Joe Maddon wants Cubs to 'embrace the target'

MESA, Ariz. -- Getting his cues from Jack Ryan, the main character in author Tom Clancy's CIA spy books, Chicago Cubs manager Joe Maddon wants his team to "embrace the target" of high expectations as the Cubs begin spring training looking to win their first World Series since 1908.

"I'm really a big believer in running towards the fire instead of away from it," Maddon said Friday. "I want our guys to get comfortable with the concept of everyone speaking so glowingly of us."

The Cubs won 97 games last season and made it to the NLCS, where they were swept by the New York Mets. But after adding Jason Heyward, Ben Zobrist, John Lackey and Adam Warren to an extremely talented group of young players, the Cubs have a great chance to break their long championship drought.
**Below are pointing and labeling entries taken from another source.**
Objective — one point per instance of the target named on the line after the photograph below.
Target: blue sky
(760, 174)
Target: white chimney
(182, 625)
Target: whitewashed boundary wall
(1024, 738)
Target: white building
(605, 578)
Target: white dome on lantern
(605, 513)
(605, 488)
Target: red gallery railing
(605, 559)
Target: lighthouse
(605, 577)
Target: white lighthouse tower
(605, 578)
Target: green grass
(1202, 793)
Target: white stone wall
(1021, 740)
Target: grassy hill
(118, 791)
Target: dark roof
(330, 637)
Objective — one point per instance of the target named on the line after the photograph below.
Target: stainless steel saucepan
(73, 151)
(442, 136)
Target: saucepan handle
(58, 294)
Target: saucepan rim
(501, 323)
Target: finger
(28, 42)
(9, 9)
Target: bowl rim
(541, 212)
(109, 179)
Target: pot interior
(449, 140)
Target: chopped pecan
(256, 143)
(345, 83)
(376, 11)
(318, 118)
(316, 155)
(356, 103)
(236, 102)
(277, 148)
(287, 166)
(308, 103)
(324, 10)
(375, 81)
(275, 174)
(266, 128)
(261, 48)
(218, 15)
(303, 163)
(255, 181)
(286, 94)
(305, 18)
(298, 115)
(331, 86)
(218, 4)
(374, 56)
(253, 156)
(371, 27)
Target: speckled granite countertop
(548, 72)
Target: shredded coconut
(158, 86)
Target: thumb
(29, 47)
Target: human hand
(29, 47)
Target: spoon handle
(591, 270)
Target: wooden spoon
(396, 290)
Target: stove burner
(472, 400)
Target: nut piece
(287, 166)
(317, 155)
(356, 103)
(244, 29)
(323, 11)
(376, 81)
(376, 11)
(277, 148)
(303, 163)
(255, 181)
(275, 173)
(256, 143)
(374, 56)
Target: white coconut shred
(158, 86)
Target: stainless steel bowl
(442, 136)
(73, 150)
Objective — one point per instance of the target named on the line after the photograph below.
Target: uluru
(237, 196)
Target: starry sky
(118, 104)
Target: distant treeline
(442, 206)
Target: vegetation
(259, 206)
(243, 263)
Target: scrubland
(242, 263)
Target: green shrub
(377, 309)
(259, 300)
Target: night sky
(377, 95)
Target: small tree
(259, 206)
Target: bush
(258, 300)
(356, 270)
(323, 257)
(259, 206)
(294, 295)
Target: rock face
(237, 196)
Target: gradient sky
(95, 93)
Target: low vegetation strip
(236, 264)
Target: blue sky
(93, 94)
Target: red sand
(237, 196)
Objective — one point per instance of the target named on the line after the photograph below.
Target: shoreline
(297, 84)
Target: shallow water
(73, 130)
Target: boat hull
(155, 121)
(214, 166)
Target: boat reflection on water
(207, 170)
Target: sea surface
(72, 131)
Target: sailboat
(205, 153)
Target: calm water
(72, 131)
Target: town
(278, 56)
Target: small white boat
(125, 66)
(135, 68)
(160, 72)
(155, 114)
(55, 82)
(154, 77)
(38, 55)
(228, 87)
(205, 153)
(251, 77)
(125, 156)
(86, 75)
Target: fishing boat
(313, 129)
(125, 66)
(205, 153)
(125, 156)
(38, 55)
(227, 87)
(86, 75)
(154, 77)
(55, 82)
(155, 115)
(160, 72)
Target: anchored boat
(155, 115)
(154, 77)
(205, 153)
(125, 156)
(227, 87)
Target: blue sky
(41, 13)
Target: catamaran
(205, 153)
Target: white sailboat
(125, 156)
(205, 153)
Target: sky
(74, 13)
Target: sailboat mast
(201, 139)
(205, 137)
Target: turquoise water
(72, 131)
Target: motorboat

With that talent comes a lot of attention, so when Maddon needed a hook for his team, he found it in Clancy's book "Clear and Present Danger." In it, Jack Ryan advises the president of the United States not to disassociate himself from a friend who had been killed during a drug bust.
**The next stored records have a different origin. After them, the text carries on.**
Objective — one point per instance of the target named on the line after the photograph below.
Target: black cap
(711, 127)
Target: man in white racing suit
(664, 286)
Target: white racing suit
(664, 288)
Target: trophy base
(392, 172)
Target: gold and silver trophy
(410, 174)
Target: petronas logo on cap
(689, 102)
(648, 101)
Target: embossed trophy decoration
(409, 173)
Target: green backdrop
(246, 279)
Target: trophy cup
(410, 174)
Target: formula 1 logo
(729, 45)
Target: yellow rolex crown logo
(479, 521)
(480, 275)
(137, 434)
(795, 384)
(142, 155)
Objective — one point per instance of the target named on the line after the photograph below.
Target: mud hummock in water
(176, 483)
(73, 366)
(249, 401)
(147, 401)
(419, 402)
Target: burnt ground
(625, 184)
"Jack Ryan pops up and says, no, Mr. President, don't do that," Maddon said. "Not only was he your friend, he was your best friend."

"And he ran right into it and disarmed the entire moment. So it's my Jack Ryan moment."
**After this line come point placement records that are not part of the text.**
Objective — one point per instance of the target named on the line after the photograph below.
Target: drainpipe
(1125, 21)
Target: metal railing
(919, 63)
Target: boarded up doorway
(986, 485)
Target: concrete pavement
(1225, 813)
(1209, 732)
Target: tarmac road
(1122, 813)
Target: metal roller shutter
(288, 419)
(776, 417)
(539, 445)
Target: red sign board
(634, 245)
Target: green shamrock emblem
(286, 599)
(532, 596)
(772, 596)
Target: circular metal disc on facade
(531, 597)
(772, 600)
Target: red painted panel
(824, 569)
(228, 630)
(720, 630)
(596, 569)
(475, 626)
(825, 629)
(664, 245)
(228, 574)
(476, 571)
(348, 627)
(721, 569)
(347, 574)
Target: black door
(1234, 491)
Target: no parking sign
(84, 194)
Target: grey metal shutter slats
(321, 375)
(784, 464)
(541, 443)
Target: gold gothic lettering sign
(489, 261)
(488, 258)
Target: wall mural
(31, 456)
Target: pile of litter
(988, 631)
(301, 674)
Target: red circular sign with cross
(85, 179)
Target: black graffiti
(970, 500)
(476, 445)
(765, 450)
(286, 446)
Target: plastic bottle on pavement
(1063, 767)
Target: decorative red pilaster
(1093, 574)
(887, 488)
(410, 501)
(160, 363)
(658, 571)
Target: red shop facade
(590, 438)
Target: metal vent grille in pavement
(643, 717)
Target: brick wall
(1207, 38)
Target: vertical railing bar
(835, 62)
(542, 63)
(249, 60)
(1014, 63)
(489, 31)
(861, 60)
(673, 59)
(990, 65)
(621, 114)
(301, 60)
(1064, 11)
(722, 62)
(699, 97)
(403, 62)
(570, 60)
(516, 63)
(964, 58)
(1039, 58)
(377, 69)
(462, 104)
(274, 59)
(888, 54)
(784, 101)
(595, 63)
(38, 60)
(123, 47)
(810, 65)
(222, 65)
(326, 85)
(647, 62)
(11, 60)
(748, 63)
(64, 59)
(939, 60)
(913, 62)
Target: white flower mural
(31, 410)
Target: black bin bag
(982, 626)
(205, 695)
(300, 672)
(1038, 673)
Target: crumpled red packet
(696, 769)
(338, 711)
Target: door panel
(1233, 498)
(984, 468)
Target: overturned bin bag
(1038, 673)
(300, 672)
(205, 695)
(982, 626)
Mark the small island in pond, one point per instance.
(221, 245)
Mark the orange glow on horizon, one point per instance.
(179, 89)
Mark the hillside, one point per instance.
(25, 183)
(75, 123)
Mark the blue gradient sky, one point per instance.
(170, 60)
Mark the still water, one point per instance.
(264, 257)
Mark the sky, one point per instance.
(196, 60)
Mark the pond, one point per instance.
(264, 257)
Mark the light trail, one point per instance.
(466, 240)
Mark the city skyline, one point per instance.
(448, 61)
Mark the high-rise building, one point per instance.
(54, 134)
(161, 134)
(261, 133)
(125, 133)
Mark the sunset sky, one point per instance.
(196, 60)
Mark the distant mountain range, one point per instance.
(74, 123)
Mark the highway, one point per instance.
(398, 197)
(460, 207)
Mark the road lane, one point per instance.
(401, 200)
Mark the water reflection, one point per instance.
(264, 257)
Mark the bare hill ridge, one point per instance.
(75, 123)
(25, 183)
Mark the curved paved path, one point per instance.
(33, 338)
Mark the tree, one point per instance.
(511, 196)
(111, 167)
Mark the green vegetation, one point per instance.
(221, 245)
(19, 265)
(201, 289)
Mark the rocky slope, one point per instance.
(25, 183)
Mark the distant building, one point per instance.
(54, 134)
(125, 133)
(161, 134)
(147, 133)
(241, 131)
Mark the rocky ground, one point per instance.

"Embrace the target" is the theme for 2016, and the manager says the best way for his team to deal with the high expectations is for the players to handle their business the same as if they weren't picked to win it at all.

"It's all about processing the day properly," Maddon said. "You never take anything for granted. You never get complacent. Coming off a really good season, there's a lot to be proud of, but there's so much more to accomplish."

Cubs president Theo Epstein echoed that strategy, relying on the foundation he has built and the highly talented players he has acquired since taking over the front office in 2011.

"Fundamentally we trust the characters of the players . . . and the culture of the organization," Epstein said. "It's because of that culture we're not overly concerned with being overconfident."

Epstein jokingly asked Maddon if Jack Ryan went on to win the World Series.

"That's the next novel," Maddon shot back.

The Cubs are hoping it's the finish to their story as well.

"This is a special place and a special time to be in this place," Epstein said.